Model Answer: Hybrid systems keep control logic deterministic while still using the LLM where reasoning helps. That makes retries, permissions, approvals, and debugging much more predictable in production.
Why this matters: This is one of the clearest signals that you understand operational reliability.
Interview Q: What do you log for a tool-calling workflow?

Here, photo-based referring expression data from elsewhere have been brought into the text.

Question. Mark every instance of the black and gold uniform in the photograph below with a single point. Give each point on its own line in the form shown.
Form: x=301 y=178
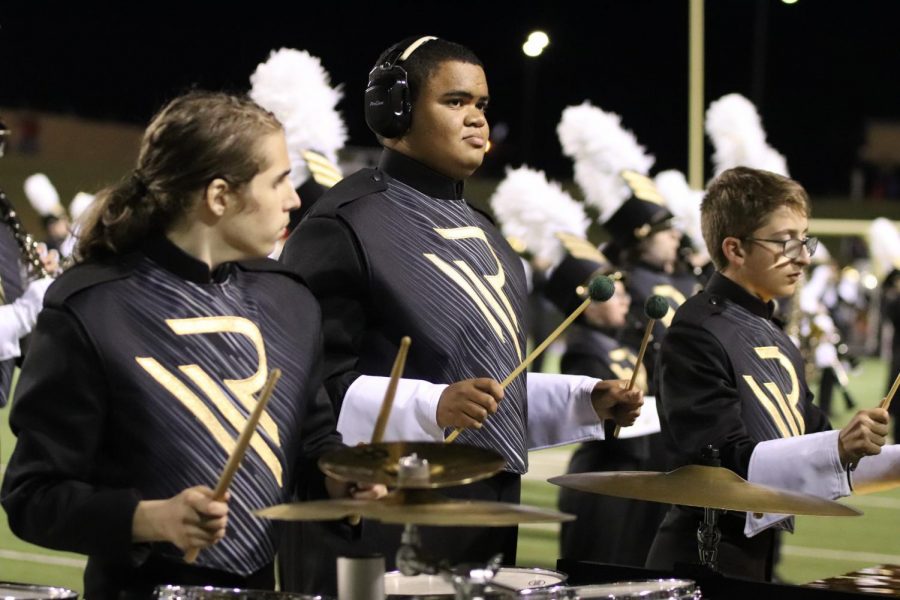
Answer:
x=140 y=377
x=397 y=251
x=10 y=289
x=645 y=280
x=728 y=377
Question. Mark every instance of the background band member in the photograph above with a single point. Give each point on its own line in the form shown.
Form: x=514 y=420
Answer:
x=397 y=251
x=148 y=353
x=21 y=297
x=730 y=377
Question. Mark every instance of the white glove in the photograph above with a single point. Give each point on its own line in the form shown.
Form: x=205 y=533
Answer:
x=18 y=318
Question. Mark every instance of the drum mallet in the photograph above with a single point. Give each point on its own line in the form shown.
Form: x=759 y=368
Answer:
x=600 y=289
x=240 y=448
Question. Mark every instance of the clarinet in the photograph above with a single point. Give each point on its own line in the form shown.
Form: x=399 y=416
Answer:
x=26 y=242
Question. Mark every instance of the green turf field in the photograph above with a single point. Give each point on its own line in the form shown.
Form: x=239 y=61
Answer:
x=822 y=547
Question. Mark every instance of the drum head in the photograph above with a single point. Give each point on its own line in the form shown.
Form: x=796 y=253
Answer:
x=397 y=585
x=20 y=591
x=650 y=589
x=186 y=592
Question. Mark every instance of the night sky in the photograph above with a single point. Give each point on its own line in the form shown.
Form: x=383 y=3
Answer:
x=817 y=70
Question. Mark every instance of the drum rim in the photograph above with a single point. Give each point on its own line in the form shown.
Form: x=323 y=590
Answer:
x=213 y=588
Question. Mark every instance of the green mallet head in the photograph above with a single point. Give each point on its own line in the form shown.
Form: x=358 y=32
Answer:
x=601 y=288
x=656 y=307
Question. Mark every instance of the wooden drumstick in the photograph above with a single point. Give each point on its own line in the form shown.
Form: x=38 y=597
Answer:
x=655 y=308
x=240 y=448
x=886 y=403
x=396 y=372
x=600 y=289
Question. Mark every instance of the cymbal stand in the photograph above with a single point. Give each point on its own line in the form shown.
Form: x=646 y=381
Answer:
x=708 y=533
x=708 y=537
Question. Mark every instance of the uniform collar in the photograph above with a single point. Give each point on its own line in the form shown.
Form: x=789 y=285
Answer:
x=415 y=174
x=172 y=258
x=720 y=285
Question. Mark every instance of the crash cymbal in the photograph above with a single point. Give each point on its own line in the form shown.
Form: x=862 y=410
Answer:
x=417 y=507
x=704 y=487
x=448 y=464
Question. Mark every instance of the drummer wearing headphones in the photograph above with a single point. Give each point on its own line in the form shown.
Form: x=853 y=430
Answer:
x=731 y=378
x=149 y=355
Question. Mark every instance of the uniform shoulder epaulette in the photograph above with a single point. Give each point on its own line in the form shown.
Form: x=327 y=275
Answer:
x=362 y=183
x=87 y=275
x=700 y=307
x=270 y=266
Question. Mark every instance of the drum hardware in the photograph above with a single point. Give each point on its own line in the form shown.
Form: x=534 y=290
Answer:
x=708 y=533
x=446 y=465
x=21 y=591
x=711 y=487
x=188 y=592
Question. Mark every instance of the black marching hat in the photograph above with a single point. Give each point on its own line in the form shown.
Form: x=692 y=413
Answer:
x=641 y=215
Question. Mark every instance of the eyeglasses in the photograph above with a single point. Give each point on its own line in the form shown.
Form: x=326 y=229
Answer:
x=791 y=248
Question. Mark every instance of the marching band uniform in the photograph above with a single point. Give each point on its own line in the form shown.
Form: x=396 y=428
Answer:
x=722 y=352
x=397 y=251
x=155 y=359
x=19 y=308
x=11 y=288
x=598 y=353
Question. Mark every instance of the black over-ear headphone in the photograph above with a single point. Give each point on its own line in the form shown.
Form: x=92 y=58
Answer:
x=388 y=105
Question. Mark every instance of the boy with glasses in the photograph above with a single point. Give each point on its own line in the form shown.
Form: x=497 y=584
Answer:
x=729 y=377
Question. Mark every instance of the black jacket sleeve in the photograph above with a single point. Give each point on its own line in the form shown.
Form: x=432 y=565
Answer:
x=325 y=253
x=318 y=436
x=52 y=491
x=576 y=363
x=698 y=398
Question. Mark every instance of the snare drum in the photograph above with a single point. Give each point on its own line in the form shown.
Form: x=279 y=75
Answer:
x=186 y=592
x=650 y=589
x=20 y=591
x=434 y=587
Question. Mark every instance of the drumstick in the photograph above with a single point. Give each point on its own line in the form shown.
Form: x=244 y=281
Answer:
x=240 y=448
x=396 y=372
x=655 y=308
x=600 y=289
x=886 y=403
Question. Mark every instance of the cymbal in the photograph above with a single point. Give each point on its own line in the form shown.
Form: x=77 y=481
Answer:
x=448 y=464
x=416 y=507
x=704 y=487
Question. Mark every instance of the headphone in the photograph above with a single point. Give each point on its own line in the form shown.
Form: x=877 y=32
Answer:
x=388 y=106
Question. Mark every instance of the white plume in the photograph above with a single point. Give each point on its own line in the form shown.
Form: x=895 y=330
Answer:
x=736 y=131
x=79 y=204
x=601 y=149
x=293 y=85
x=43 y=195
x=534 y=210
x=684 y=203
x=812 y=291
x=884 y=245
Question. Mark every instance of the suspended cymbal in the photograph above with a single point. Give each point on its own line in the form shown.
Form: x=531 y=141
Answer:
x=417 y=507
x=448 y=464
x=704 y=487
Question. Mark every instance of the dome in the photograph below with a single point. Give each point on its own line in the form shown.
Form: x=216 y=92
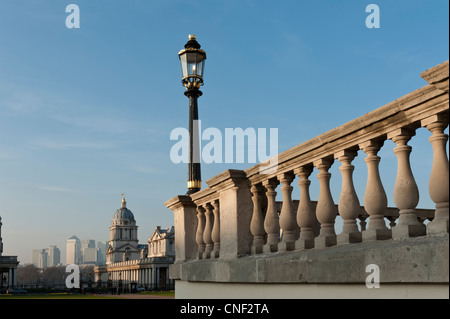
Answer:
x=123 y=216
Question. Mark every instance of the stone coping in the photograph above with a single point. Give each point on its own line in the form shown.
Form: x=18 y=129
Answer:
x=414 y=260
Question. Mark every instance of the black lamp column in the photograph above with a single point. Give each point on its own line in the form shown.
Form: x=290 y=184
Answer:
x=194 y=172
x=192 y=60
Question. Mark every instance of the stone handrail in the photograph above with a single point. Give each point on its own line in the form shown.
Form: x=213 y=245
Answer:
x=250 y=220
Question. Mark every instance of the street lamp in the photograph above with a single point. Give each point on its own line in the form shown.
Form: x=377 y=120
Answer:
x=192 y=60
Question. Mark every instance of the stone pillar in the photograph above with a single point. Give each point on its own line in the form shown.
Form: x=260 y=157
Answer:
x=306 y=217
x=375 y=200
x=207 y=235
x=233 y=188
x=257 y=222
x=200 y=229
x=287 y=216
x=349 y=206
x=438 y=186
x=185 y=223
x=271 y=221
x=406 y=193
x=216 y=229
x=326 y=211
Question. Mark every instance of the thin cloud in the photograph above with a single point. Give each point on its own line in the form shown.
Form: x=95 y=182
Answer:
x=66 y=145
x=58 y=189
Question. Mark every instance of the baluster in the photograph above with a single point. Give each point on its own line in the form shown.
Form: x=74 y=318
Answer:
x=326 y=211
x=349 y=207
x=207 y=238
x=406 y=193
x=287 y=216
x=271 y=222
x=306 y=217
x=257 y=223
x=375 y=200
x=200 y=229
x=216 y=229
x=362 y=222
x=439 y=179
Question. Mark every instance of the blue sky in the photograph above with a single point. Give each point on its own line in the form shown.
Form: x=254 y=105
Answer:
x=86 y=114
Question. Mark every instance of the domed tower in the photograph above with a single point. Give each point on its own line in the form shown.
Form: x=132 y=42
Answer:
x=123 y=240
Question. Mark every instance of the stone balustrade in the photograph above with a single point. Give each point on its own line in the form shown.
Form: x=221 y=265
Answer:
x=237 y=214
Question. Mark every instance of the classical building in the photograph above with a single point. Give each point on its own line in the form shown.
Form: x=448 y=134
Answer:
x=73 y=250
x=129 y=264
x=8 y=267
x=123 y=240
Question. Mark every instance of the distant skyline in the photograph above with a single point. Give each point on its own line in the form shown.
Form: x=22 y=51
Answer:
x=86 y=114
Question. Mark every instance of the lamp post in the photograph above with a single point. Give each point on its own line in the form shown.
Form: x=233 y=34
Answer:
x=192 y=60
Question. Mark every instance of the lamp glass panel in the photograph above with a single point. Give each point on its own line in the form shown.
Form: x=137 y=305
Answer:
x=184 y=68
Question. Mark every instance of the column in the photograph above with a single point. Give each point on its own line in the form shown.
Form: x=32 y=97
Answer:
x=207 y=234
x=185 y=222
x=306 y=217
x=257 y=222
x=349 y=207
x=216 y=229
x=271 y=222
x=326 y=211
x=438 y=186
x=375 y=200
x=200 y=229
x=406 y=193
x=288 y=221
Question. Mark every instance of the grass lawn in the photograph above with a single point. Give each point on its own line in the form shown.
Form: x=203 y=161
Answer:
x=79 y=296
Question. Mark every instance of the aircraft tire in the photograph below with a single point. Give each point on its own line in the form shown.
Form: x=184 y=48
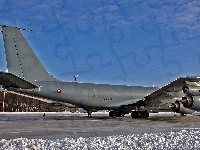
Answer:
x=112 y=114
x=139 y=114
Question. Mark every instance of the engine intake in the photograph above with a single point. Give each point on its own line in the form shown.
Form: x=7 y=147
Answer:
x=179 y=108
x=191 y=90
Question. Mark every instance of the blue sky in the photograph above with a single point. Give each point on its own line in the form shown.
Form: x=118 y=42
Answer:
x=117 y=42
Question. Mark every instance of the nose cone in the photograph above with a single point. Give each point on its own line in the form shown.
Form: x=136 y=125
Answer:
x=172 y=106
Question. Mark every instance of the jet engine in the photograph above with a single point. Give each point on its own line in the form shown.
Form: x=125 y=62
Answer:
x=179 y=108
x=191 y=102
x=191 y=90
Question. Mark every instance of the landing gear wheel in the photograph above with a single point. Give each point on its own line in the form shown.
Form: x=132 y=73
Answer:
x=112 y=114
x=139 y=114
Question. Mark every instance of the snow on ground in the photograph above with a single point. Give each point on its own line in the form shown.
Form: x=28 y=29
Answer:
x=184 y=140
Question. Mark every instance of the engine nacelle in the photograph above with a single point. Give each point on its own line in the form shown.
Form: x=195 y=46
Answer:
x=191 y=102
x=191 y=90
x=179 y=108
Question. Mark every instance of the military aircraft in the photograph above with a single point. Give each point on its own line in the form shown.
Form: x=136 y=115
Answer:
x=183 y=94
x=26 y=75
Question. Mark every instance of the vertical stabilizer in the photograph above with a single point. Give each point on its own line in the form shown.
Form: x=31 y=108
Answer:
x=21 y=60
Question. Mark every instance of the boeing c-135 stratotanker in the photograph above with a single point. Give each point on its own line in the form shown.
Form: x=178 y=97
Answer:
x=27 y=75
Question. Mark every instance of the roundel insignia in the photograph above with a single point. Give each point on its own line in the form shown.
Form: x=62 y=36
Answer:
x=58 y=91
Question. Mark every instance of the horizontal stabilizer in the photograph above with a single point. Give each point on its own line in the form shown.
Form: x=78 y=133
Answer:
x=10 y=80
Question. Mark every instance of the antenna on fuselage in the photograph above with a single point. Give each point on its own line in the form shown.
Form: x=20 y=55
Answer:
x=75 y=77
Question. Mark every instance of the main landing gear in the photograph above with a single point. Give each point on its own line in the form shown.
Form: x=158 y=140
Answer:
x=114 y=114
x=89 y=113
x=140 y=114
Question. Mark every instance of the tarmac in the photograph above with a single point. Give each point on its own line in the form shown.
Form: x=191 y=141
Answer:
x=74 y=125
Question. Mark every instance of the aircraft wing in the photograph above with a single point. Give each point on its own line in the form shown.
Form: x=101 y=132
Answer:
x=162 y=97
x=8 y=79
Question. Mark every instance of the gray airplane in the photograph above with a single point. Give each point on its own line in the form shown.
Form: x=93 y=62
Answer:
x=26 y=75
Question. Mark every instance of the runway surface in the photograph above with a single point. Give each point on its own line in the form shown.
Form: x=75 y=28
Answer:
x=74 y=125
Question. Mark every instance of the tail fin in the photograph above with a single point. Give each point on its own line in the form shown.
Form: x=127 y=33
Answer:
x=21 y=60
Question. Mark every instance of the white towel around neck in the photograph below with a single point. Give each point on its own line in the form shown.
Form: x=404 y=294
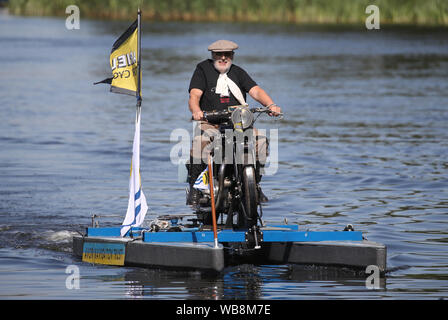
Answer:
x=223 y=85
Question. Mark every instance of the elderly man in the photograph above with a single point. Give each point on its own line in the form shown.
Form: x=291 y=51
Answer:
x=215 y=85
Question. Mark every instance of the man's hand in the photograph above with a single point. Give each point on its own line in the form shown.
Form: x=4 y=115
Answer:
x=275 y=110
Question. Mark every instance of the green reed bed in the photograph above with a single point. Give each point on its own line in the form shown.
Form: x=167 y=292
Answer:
x=418 y=12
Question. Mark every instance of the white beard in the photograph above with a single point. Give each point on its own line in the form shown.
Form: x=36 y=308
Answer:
x=222 y=69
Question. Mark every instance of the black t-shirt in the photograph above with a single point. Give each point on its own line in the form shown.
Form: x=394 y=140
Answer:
x=205 y=77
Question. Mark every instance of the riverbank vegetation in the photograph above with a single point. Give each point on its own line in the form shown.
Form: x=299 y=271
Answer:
x=415 y=12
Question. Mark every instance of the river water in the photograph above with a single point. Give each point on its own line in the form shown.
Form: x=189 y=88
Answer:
x=364 y=141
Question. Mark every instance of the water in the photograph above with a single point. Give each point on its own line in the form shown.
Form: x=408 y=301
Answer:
x=364 y=141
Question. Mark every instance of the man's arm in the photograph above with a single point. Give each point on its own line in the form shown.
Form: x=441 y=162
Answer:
x=262 y=97
x=193 y=103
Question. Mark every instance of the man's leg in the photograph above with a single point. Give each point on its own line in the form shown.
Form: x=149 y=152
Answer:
x=201 y=147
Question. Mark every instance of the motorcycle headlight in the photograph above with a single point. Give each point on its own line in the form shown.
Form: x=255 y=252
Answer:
x=242 y=118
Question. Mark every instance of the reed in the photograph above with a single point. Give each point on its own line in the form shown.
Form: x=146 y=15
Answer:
x=416 y=12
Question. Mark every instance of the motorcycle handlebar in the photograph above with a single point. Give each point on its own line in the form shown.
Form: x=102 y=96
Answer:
x=215 y=115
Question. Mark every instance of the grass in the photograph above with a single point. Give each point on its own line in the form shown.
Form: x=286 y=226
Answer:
x=417 y=12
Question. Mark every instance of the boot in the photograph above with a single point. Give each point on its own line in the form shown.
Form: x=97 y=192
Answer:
x=261 y=196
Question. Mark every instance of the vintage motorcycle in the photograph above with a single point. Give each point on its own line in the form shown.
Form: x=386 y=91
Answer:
x=235 y=169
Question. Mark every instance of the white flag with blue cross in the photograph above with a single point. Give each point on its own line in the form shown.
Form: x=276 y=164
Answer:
x=137 y=206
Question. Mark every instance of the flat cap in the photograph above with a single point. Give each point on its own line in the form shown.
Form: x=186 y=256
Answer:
x=222 y=46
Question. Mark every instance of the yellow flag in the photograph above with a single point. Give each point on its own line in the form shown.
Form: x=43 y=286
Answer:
x=123 y=62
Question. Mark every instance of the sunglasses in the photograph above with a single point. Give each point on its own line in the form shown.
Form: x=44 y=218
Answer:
x=225 y=54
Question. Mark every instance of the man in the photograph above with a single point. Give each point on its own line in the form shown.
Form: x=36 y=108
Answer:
x=215 y=85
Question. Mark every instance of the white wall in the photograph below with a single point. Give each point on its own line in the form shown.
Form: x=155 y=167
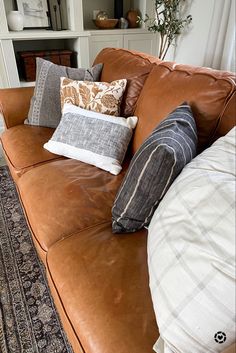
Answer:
x=193 y=45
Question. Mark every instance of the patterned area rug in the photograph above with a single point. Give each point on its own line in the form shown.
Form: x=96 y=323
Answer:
x=29 y=322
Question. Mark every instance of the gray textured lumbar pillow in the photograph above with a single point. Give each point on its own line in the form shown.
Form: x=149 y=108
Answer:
x=91 y=137
x=153 y=168
x=45 y=107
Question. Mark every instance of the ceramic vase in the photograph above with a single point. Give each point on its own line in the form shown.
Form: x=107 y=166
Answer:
x=15 y=21
x=118 y=9
x=132 y=17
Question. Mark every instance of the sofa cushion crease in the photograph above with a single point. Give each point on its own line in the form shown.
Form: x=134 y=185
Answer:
x=88 y=256
x=83 y=189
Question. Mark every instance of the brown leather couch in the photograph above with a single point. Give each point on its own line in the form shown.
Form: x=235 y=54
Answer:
x=99 y=280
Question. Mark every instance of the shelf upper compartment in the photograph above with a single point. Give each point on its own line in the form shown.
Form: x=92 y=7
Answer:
x=41 y=34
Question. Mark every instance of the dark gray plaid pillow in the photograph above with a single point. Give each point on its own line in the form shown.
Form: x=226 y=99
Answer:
x=45 y=106
x=153 y=168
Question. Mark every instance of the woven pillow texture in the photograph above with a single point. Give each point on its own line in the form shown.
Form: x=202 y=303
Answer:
x=91 y=137
x=101 y=97
x=191 y=254
x=153 y=168
x=45 y=109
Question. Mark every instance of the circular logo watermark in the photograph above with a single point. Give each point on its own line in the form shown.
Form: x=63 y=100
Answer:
x=220 y=337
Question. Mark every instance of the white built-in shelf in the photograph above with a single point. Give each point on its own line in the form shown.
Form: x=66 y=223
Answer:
x=41 y=34
x=27 y=84
x=117 y=31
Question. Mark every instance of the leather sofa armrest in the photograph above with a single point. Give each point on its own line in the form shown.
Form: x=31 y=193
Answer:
x=14 y=105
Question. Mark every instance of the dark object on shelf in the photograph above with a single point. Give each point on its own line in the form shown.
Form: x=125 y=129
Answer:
x=59 y=7
x=108 y=23
x=132 y=17
x=55 y=15
x=118 y=9
x=59 y=14
x=28 y=60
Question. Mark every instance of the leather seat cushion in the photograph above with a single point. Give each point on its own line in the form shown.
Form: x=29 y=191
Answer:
x=102 y=280
x=23 y=147
x=66 y=196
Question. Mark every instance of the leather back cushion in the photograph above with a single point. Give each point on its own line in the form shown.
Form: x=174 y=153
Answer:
x=207 y=91
x=122 y=63
x=132 y=65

Model Answer: I log the tool selected, validated inputs, approval result, execution status, retry count, and final outcome with a trace ID. That gives me enough information to explain and replay failures later.
Why this matters: Observability is a core differentiator between demos and real systems.
Framework Priority (Baseline-Compatible)
- LangGraph for stateful controllable workflows
- LangChain for tools, retrievers, and ecosystem integration
- CrewAI for role-based collaboration patterns
- Semantic Kernel and AutoGen/ADK by environment needs
Interview Deep-Dive Prompts
Practice answering these:
- Why not use a fully autonomous agent?
- How do you prevent tool misuse?
- How do you recover from failed tool calls?
- How do you audit and explain agent behavior?
- When should a workflow remain deterministic instead of agentic?
Quick Lab (20-30 min)
Agent reliability micro-lab
- Choose one workflow (ticketing, billing, or support).
- Define 3 tools and their schemas.
- Add one high-risk action requiring human approval.
- Simulate one retryable and one non-retryable failure path.